Houston is obviously a much more densely populated area than most in Texas. How does that change things when it comes to guidance? Or do the same best practices apply everywhere, regardless of population?
When we look at, across our different counties that surround Houston and beyond, each one of them actually do have their own risk, and so as that risk increases — and oftentimes it's a more populated area where it increases — that does change kind of your approach to protections and activities. And so in general, yes, Houston would have a higher risk, and yes, I think it does affect — depending on what's going on in the community — how you're going to act. Going out to dinner, eating inside vs. outside, having other events, are you wearing your mask? All of those factors certainly play into a more densely populated area, especially as the county numbers and the city numbers increase. But right now, we've been holding steady.

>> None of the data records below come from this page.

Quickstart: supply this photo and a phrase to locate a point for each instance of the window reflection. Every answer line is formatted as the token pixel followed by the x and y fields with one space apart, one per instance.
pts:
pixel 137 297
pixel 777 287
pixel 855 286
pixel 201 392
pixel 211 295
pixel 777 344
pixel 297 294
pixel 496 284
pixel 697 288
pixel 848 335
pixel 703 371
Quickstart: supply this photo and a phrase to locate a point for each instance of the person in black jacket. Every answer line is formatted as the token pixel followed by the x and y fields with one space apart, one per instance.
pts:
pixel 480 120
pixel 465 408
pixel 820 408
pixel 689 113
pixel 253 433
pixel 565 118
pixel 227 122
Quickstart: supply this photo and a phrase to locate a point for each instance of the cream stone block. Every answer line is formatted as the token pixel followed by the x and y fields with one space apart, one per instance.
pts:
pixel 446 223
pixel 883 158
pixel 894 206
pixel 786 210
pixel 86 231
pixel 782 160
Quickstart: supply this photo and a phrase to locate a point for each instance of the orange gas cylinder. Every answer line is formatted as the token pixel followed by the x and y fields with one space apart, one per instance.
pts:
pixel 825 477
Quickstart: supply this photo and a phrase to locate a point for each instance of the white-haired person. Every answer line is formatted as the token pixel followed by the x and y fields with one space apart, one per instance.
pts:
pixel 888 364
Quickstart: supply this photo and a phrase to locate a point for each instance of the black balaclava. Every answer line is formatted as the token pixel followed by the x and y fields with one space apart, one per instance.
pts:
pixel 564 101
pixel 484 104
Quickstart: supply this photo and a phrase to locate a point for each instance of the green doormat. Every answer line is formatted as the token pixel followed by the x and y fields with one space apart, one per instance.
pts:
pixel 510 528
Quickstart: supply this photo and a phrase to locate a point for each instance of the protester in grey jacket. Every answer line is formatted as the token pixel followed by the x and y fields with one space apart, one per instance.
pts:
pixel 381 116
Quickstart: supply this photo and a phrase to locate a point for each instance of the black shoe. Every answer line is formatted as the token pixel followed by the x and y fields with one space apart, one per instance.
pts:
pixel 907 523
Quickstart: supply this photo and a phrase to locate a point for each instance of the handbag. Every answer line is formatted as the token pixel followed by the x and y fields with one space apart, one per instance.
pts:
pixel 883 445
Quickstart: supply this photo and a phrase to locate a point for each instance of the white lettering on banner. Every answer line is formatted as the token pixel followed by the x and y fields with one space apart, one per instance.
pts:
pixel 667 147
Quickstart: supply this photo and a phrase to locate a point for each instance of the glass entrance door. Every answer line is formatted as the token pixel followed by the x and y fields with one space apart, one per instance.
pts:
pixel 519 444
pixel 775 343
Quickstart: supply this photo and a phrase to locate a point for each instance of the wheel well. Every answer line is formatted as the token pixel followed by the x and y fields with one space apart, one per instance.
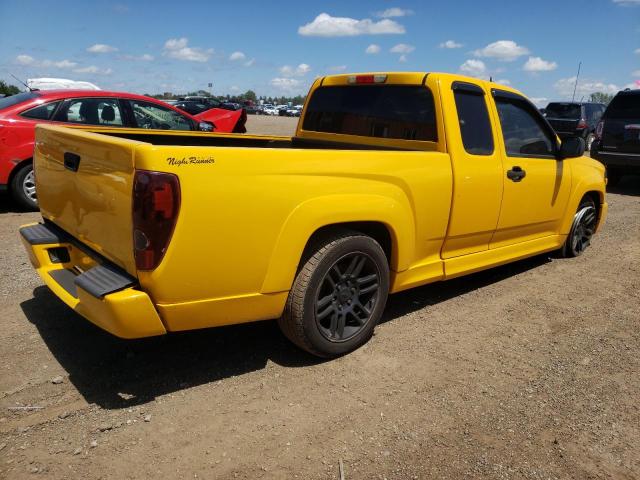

We've been hearing about a lot of these same precautions going on two years now. How do you balance the desire to get back to a normal life with the dangers that still exist around COVID? Is there a middle ground?
Oh boy. People love contact and miss contact and I think we've all learned to deal with it in our own way. And so yes, two years is quite a long time, but I do think people have learned to make it work for themselves. I think one of my take-home messages is: know your own risks. If you're elderly, immunosuppressed, if you haven't gotten the vaccine or the boosters, then please, take extra precautions. If you have much less risks, then at this point I think you're able to have a little more freedom as the CDC recommends.
If there were two things you would highlight as the most important as we head into the holidays around the pandemic and COVID, what would they be?
First thing, get vaccinated. Number two, as you are spending time with loved ones, know their risk factors. If you have an elderly parent who has medical conditions, understand their risk factors and you need to modify your activities because you could have become infected and then spread to them. Try to be practical leading up to these encounters, these social gatherings. Know who you're socializing with, know and understand their risk factors and understand how to keep them safe.